The “Truck Injury Lawyer Blog” points us to a new development in the world of trucking accidents:

In his recent article, Premiums Fall 10% to 50% As New Firms Enter Market, Frederick Kiel describes the effect that the drop in premiums has on the trucking companies, as these new insurance companies are offering across the board rates to trucking companies in an effort to compete for their business. …

These new insurance companies are offering low premiums in an effort to gain new business, a trend that has been seen intermittently since the 1980s. Perhaps now is the time to look at the minimum insurance required to be carried by tractor trailer companies. Congress set the minimum rates back in 1984 at $750,000 for some companies with most being required to carry $1,000,000. Inflation and time have eroded the value of the coverage. Medical bills and the costs associated with catastrophic injuries have risen dramatically. Today, in a catastrophic case, the minimum limits are paid and quickly spent. The injured are then left for the taxpayer to pay for through medicaid or some other assistance program.

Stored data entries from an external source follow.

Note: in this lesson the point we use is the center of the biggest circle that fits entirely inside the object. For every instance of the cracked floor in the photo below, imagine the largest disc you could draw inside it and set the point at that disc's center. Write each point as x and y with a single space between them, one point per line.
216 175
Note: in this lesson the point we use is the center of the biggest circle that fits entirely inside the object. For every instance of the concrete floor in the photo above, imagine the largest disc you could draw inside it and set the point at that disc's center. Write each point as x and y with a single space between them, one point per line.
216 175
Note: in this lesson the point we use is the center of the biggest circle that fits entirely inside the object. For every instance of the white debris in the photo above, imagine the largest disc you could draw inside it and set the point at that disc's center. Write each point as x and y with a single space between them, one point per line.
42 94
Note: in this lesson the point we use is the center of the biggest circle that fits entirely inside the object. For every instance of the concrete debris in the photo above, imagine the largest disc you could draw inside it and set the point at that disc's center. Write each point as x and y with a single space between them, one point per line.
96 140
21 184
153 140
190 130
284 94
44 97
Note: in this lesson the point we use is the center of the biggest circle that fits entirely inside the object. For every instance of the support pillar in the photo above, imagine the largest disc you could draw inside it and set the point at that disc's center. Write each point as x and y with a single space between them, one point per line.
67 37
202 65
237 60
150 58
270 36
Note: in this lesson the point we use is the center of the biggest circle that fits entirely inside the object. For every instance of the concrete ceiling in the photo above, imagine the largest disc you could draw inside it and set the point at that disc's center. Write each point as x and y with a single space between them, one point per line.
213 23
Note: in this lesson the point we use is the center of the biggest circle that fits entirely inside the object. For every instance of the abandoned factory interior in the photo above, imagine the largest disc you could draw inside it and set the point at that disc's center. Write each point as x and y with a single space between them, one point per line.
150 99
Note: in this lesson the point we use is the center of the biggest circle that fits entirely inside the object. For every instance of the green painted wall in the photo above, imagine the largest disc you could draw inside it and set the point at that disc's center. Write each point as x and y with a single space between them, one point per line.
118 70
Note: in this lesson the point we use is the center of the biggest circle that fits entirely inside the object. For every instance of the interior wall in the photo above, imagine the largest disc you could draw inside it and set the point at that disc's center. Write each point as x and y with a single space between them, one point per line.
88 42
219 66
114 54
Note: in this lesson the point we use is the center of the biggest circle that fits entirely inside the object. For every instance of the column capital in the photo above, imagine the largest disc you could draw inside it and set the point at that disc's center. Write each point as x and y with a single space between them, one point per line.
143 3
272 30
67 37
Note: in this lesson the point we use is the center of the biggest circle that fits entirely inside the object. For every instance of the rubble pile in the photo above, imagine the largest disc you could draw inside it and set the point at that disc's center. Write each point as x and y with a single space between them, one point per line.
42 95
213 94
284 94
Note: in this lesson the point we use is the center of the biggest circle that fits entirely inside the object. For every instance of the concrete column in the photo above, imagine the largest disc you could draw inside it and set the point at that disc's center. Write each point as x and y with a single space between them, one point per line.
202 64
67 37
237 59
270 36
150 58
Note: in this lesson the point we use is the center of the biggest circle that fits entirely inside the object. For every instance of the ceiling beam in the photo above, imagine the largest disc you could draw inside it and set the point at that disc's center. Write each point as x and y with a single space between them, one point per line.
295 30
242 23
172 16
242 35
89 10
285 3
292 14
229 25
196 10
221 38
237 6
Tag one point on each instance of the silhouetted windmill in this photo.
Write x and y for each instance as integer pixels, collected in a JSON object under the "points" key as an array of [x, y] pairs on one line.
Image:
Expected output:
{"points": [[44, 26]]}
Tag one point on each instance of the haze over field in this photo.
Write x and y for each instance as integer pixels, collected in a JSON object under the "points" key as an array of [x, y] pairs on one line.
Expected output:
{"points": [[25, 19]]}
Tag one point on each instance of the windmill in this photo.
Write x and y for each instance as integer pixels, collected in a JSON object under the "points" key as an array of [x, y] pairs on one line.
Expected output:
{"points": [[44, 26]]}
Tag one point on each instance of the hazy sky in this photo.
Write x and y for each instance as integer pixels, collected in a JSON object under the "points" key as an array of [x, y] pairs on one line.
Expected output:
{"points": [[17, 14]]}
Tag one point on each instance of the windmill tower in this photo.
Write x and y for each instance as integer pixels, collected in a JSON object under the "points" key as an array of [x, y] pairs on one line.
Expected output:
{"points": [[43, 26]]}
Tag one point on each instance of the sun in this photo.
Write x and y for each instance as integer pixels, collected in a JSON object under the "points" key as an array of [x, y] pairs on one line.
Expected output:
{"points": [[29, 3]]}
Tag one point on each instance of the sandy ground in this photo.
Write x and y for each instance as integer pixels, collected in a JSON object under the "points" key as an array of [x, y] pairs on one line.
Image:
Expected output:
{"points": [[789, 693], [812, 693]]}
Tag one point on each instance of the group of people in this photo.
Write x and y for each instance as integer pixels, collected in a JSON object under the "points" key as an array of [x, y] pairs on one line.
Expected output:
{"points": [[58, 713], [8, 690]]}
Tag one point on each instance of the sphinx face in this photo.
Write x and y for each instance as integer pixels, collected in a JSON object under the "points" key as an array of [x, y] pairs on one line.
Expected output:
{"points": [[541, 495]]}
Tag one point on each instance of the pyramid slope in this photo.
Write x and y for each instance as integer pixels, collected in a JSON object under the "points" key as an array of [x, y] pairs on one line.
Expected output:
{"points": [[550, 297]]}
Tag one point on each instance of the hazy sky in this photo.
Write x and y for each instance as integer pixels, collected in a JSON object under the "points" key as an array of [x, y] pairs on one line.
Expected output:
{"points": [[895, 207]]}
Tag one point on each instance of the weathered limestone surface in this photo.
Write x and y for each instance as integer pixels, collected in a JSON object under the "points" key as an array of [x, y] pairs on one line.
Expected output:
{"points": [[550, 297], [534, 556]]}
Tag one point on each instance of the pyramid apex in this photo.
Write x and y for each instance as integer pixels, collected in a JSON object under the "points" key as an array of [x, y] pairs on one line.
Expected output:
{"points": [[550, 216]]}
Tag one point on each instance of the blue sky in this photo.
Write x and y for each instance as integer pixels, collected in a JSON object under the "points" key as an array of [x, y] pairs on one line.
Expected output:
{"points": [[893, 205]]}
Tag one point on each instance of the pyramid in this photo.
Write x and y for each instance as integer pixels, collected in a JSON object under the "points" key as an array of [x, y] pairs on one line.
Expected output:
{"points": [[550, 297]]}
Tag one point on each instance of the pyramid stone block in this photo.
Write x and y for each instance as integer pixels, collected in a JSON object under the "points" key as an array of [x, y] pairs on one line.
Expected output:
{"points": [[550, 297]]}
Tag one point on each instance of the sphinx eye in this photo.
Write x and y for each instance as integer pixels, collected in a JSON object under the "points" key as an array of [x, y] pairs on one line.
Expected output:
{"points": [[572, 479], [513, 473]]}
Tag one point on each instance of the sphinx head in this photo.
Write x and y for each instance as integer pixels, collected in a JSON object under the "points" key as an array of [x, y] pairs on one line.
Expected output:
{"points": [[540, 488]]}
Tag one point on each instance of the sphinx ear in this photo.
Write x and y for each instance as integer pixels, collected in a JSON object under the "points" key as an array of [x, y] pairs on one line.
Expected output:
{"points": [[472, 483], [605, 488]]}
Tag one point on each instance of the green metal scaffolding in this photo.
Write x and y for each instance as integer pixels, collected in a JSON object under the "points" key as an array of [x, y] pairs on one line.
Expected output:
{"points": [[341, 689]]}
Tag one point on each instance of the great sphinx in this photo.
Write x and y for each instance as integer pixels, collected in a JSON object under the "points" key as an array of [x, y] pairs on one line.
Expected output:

$1 million frequently will not cover the damages in a catastrophic personal injury case, particularly not where there will be extensive continuing medical treatment. $1 million also frequently does not cover wrongful death damages, and it usually will not cover an accident where multiple people have catastrophic injuries.

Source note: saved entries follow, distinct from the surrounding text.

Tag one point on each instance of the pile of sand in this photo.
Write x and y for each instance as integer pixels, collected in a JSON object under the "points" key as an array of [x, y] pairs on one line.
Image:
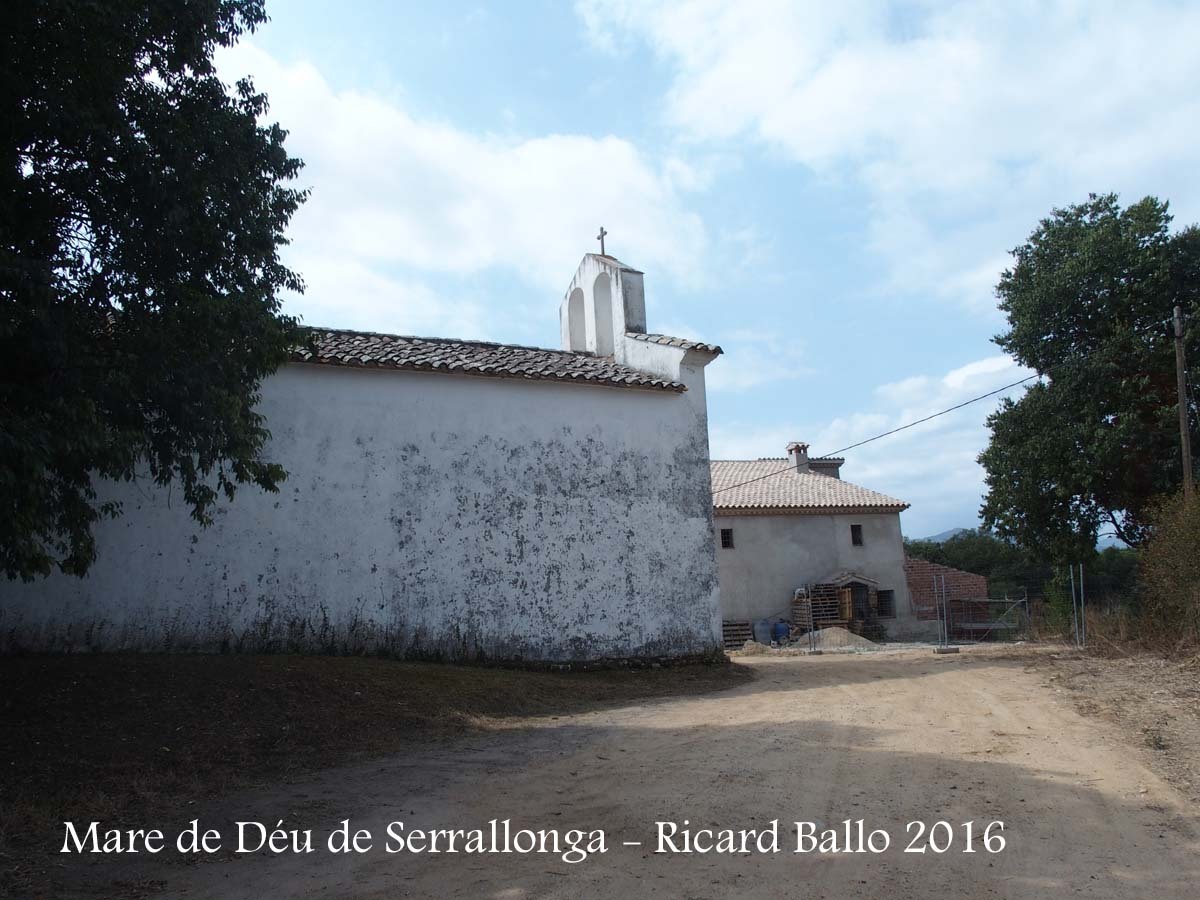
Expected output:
{"points": [[834, 639]]}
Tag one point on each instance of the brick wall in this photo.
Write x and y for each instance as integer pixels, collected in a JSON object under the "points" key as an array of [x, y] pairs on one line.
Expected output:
{"points": [[959, 585]]}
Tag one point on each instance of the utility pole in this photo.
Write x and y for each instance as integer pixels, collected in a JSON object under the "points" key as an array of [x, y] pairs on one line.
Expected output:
{"points": [[1181, 385]]}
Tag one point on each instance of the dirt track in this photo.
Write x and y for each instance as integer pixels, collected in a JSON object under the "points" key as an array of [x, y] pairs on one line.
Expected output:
{"points": [[888, 738]]}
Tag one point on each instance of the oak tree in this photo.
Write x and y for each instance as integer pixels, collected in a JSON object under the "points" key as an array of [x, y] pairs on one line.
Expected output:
{"points": [[1092, 443], [143, 207]]}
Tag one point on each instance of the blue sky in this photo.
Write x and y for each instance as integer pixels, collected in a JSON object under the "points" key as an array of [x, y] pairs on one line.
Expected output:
{"points": [[828, 191]]}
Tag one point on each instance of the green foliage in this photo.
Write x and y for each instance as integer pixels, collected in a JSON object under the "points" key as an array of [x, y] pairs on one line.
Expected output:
{"points": [[1170, 569], [142, 211], [1008, 568], [1089, 300]]}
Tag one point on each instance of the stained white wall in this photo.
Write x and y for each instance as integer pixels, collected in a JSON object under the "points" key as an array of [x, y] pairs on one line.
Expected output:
{"points": [[773, 555], [424, 515]]}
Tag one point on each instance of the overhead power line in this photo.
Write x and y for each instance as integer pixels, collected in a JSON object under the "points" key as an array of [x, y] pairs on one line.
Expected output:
{"points": [[949, 409]]}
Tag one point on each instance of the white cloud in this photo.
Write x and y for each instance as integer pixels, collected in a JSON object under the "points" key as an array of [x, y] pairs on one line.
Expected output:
{"points": [[931, 466], [966, 123], [753, 359], [397, 198]]}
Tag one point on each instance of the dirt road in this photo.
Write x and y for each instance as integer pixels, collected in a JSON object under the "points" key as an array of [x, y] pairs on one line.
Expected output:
{"points": [[887, 738]]}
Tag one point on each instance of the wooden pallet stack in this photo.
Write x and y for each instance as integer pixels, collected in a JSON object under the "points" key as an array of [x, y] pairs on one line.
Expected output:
{"points": [[736, 634]]}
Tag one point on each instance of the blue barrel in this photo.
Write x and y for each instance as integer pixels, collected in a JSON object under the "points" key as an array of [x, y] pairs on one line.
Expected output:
{"points": [[762, 631]]}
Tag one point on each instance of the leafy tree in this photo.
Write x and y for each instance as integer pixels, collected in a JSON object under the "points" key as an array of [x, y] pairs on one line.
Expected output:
{"points": [[1089, 300], [1171, 570], [1008, 568], [142, 211]]}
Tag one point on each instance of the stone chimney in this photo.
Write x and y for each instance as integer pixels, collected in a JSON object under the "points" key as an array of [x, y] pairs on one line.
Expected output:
{"points": [[798, 454]]}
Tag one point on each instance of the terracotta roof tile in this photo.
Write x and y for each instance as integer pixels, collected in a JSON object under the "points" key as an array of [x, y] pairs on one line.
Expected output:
{"points": [[366, 349], [682, 343], [741, 484]]}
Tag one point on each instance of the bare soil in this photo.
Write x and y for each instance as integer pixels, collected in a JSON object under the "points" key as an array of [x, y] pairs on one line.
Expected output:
{"points": [[127, 738], [1152, 702], [987, 735]]}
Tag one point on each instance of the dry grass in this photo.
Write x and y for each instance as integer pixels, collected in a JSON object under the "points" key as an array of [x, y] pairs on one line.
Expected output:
{"points": [[118, 737], [1152, 701]]}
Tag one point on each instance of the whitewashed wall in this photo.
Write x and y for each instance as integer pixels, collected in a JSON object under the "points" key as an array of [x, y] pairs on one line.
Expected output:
{"points": [[425, 515], [775, 555]]}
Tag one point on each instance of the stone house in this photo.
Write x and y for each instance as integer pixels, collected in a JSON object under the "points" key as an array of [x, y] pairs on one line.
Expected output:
{"points": [[792, 525], [454, 499]]}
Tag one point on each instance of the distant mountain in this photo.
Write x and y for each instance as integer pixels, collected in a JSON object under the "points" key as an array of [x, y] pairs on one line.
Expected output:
{"points": [[945, 535]]}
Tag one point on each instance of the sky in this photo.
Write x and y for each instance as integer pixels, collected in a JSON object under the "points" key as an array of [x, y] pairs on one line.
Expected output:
{"points": [[829, 191]]}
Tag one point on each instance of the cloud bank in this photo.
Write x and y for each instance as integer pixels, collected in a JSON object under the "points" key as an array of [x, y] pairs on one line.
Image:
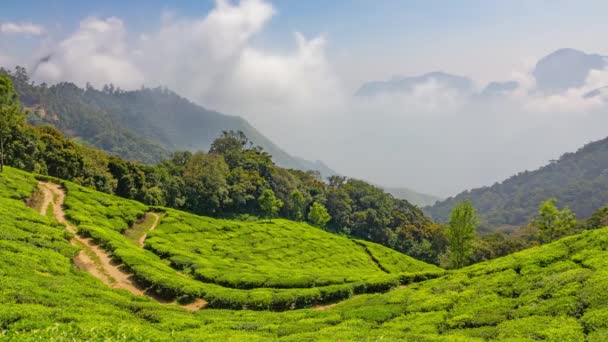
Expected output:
{"points": [[21, 28], [432, 138]]}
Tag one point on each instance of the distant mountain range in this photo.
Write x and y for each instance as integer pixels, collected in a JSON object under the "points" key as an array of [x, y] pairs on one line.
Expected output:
{"points": [[578, 180], [554, 73], [412, 196], [145, 124], [407, 84]]}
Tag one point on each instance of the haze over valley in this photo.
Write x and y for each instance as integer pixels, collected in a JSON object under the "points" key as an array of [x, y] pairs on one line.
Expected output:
{"points": [[483, 123], [259, 170]]}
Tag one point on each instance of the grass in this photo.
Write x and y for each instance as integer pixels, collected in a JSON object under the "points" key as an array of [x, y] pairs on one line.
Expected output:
{"points": [[277, 254], [556, 292], [140, 228]]}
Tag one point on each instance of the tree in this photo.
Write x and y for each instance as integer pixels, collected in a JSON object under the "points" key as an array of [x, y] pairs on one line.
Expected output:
{"points": [[297, 205], [318, 215], [461, 233], [10, 115], [552, 223], [205, 183], [269, 204]]}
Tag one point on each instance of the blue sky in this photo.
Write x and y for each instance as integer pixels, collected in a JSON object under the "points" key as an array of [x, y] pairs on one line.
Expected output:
{"points": [[388, 37], [244, 58]]}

although the article does not address it, an important point to keep in mind here is how much safer trucking these days should be given the depth and breadth real-time monitoring available to trucking companies. Traffic, weather, and driver alertness — down to excruciatingly minor details — are all readily apparent in real-time to fleet managers, thereby eliminating the bulk of the systematic risks faced by truckers that cause major motor vehicle accidents.

If trucking companies used this technology appropriately — rather than using it solely to run their drivers right up to (and frequently beyond) the Federal Motor Carrier Safety Regulation limits — and purchased adequate insurance, including insurance with coverage for each plaintiff, rather than the accident as a whole, the costs and financial risk of trucking would be dramatically reduced.